Da qui la natura del giudizio: si tratta di una valutazione qualitativa («quel costo appartiene o non appartiene all’attività?») e non quantitativa («quel costo è alto o basso?»). L’antieconomicità della spesa — la sproporzione tra costo e ritorno — non comporta automaticamente il difetto di inerenza, ma può operare come elemento sintomatico sul piano della prova, spostando sul contribuente l’onere di dimostrare la reale riferibilità del costo all’impresa.
Il principio di diritto
L’inerenza di un costo si apprezza in termini qualitativi, come correlazione del costo all’attività d’impresa concretamente esercitata, e prescinde dalla sua entità o dalla sua convenienza economica; l’antieconomicità non determina di per sé il venir meno dell’inerenza ma costituisce un mero indice sintomatico del suo possibile difetto, rilevante sul piano probatorio. Il principio è comune alle imposte dirette e all’IVA.
Implicazioni pratiche
Per imprese e professionisti il messaggio è duplice. Da un lato, una spesa non può essere disconosciuta solo perché «troppo alta» o apparentemente sconveniente: se è riferibile all’attività, resta inerente e quindi deducibile e detraibile. Dall’altro, l’antieconomicità accende un riflettore probatorio: di fronte a costi sproporzionati conviene documentare con cura la logica imprenditoriale della spesa (strategia, prospettive, rapporti contrattuali), perché l’onere di provare l’inerenza torna in capo al contribuente. Approfondimenti nelle sezioni T.U. IVA e TUIR.
Domande frequenti
Un costo molto alto è automaticamente non inerente?
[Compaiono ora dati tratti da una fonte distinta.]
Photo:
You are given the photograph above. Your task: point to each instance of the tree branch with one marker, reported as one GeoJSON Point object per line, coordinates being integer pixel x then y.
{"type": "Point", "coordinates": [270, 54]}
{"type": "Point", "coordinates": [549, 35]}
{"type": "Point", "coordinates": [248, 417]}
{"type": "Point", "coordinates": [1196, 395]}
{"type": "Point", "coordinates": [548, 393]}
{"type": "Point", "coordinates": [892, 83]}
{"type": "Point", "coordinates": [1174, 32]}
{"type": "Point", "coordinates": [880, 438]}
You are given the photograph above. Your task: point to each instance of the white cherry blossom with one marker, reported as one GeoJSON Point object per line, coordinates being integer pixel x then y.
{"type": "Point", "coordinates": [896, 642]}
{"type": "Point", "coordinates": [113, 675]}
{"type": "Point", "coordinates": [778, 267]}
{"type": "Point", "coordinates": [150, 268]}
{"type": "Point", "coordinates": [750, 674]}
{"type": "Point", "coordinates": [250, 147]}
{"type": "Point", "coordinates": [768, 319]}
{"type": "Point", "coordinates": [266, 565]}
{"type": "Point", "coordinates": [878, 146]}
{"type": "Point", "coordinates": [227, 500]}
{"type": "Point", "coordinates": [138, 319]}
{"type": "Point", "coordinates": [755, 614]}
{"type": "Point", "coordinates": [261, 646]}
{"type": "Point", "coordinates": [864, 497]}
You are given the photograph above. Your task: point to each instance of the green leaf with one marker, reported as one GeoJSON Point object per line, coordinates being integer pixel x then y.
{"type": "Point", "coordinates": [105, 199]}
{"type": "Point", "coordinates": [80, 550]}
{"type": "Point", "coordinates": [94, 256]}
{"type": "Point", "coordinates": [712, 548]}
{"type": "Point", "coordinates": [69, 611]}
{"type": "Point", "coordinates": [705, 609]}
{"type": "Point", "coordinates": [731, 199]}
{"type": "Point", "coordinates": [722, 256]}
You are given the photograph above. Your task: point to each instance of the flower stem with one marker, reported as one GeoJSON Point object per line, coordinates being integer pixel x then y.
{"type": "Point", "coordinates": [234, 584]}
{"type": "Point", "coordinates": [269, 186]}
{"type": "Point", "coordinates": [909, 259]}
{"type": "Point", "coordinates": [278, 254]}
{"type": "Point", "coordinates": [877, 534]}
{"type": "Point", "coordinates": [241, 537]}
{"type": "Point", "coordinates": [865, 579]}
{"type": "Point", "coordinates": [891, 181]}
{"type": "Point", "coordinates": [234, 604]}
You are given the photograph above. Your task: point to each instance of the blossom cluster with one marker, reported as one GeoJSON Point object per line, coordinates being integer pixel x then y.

No. L’inerenza è un giudizio qualitativo: ciò che conta è se il costo si riferisce all’attività d’impresa, non quanto sia elevato. L’antieconomicità è solo un indizio che può far ricadere sul contribuente l’onere della prova.
L’inerenza è diversa per IVA e imposte sui redditi?
No. La Cassazione ribadisce che il principio di inerenza è unico e si ricava dalla nozione di reddito d’impresa: vale allo stesso modo per la deduzione dei costi e per la detrazione dell’IVA.
Fonti
- Corte di Cassazione, sezione tributaria, ordinanza 29 settembre 2025, n. 26312.
- Art. 109 del D.P.R. 22 dicembre 1986, n. 917 (TUIR) e art. 19 del D.P.R. 26 ottobre 1972, n. 633 (principio di inerenza).